He left, after that.
Five years later, his parents were dead.
Car accident, of all things.
His father was drunk, of course. Ran off the road into a tree.
They’d been arguing before, a witness said. She’d seen them yelling at each other in the parking lot of IHOP, and he thought that was the saddest fucking thing he’d ever heard in his life. That his mother’s last hours had been spent arguing with her drunk husband in the parking lot of IHOP.
He went back for the funeral.
Not many people came.
They didn’t have any other family. Everyone else had died or didn’t give a shit.
There were some friends of his. Some people from the neighborhood. The priest his mother had given Confession to every week. They hugged him, they shook his hand, they said things like “They’re in a better place” and “The Lord works in mysterious ways.”
He almost laughed at that last one.
He stood above them, their coffins closed. It was quiet, everyone else gone to give him some privacy, some time to say good-bye.
They didn’t know that he’d said good-bye a long time ago.
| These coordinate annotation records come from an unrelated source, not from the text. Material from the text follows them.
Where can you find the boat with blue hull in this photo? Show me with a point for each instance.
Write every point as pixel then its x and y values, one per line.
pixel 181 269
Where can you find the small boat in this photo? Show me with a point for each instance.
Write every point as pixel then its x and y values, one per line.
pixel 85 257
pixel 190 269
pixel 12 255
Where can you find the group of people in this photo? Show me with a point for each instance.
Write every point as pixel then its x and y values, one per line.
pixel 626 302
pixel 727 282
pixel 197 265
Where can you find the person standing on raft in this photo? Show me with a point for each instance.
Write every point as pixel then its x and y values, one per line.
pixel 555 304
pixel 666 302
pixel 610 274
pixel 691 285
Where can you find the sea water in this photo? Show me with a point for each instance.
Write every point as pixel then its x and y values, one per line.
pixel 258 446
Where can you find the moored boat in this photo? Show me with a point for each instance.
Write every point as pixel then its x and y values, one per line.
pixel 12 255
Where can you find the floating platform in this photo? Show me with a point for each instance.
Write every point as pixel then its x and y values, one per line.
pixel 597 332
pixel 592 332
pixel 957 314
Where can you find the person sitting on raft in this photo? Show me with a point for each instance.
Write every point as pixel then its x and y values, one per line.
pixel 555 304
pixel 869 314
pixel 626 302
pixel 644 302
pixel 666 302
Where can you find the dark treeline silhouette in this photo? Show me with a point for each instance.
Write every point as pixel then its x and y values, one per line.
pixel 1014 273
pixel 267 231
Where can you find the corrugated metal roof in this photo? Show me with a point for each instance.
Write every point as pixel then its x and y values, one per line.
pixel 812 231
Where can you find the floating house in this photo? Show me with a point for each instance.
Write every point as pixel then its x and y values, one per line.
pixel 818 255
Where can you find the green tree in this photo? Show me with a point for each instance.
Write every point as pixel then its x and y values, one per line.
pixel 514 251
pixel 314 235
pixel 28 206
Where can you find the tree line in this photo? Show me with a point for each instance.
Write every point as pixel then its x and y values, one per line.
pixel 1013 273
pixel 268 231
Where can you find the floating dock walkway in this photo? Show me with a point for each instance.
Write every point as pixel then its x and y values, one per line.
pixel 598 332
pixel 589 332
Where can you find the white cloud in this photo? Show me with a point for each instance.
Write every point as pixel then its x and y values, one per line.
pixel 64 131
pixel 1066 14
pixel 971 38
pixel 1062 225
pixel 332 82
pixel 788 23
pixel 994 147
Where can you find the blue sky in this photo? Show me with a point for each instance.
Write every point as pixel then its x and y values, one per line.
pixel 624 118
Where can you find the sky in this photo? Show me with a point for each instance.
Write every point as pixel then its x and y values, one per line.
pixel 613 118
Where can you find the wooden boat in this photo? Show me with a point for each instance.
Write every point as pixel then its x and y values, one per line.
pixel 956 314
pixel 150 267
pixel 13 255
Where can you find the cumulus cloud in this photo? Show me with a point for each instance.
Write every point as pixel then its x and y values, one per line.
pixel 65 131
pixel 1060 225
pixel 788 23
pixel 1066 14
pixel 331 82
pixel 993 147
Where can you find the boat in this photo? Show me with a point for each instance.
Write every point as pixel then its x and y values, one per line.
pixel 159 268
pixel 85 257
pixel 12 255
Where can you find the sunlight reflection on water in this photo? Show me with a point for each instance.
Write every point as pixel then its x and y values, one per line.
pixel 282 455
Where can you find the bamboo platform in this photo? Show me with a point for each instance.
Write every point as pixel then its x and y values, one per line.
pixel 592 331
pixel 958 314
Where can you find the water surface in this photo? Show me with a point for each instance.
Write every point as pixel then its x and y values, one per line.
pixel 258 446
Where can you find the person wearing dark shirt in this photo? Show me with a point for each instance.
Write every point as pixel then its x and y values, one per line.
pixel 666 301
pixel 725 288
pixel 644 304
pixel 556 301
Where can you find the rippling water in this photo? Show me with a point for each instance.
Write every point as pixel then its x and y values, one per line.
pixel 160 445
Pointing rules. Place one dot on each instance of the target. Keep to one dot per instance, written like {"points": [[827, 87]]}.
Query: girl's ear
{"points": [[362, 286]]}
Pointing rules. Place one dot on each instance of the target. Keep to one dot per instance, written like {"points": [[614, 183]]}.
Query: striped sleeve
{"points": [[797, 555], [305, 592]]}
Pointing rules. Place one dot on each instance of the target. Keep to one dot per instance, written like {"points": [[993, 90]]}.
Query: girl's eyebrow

He looked down at the cheap wooden boxes that held his parents and said to his father, “You bastard. You fucking asshole. I will never be like you.”
Then he left.
Which is why, now, he’s so angry that he’s angry, he can barely stand it. He looks away from the balcony door where he saw a bird—Not a starling, he thinks, never a starling—and she’s scrunching up her face again, that way she gets when she’s really revving up for a fight. He’s so tired, he really is, and he wonders how they ever got to this point. He knows he’s partially to blame, maybe even mostly so, but not all. Not completely.
And that’s what makes him angry. That she’s putting this all on him, that she’s not seeing that maybe they were both in the wrong.
His palms are burning and twitching and he’s thinking, Okay, yeah, maybe I can kind of see what dear old daddy was about, because it’d shut her up, wouldn’t it?
And he’s angry about that.
Angry at her for being such a bitch.
Angry at himself for being such a coward.
Angry at the situation, this fucked-up situation where their daughter is six months gone, buried in that little patch of ground in the children’s section of the boneyard. There are little stone lambs and angels spread throughout, because kids need that shit, right?
And he’s angry because he’s barely thirty-two years old and is standing in the ruins of a crumbling life he never wanted to begin with, holding the remains of something that was never meant to be. He was never meant to be married. He was never meant to be a father. He was never meant for any of this, because look what it’s become.
God, he’s so fucking angry.
/> A cell phone is ringing somewhere in the background, but they both ignore it. Him, because he’s trying to rein in that anger before he does something he can’t take back.
Her, because—he knows—she’s about to launch into another tirade.
He remembers when they used to be friends.
He knows there won’t be any coming back to that.
“This is always the problem,” she snarls at him. “You never fucking listen to me.”
So, they’re still doing this, are they? Round and round it goes. It never ends. “I’ve been listening,” he says, and he marvels at how calm his voice is. “I always listen.”
“Bullshit,” she says. “All I do is talk at you, never with you. You’re not here anymore. You’ve checked out. You don’t give a shit about me. You probably never even gave a shit about her.”